2022 - Research.com Best Scientist Award
2012 - Fellow, National Academy of Inventors
2005 - Fellow of the American Association for the Advancement of Science (AAAS)
1988 - Member of the National Academy of Sciences
1988 - Japan Prize for the discovery of the AIDS-causing virus and development of diagnostic methods.
Member of the Association of American Physicians
His main research concerns Virology, Virus, Immunology, Molecular biology and Antibody. His Virology research incorporates elements of T lymphocyte, Antigen and Acquired immunodeficiency syndrome. His research integrates issues of Transmission and Internal medicine in his study of Acquired immunodeficiency syndrome.
Within one scientific family, Robert C. Gallo focuses on topics pertaining to Leukemia under Virus, and may sometimes address concerns connected to Myeloid. His research on Immunology often connects related areas such as Epidemiology. His Molecular biology study combines topics from a wide range of disciplines, such as Cell culture, Lymphoblast, Reverse transcriptase and Gene product, Gene expression.
His scientific interests lie mostly in Virology, Virus, Immunology, Molecular biology and Antibody. The various areas that Robert C. Gallo examines in his Virology study include Cell culture, Leukemia, Acquired immunodeficiency syndrome and Antigen. The study incorporates disciplines such as Provirus, Gene and Lymphoma in addition to Virus.
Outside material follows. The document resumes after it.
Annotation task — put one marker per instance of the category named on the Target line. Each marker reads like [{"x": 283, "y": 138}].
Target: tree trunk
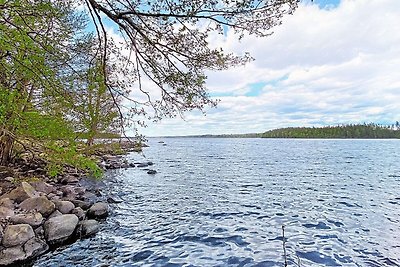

His work in Immunology is not limited to one particular discipline; it also encompasses Cytotoxic T cell. As a part of the same scientific family, Robert C. Gallo mostly works in the field of Molecular biology, focusing on DNA polymerase and, on occasion, Polymerase. His is involved in several facets of Antibody study, as is seen by his studies on Epitope and Monoclonal antibody.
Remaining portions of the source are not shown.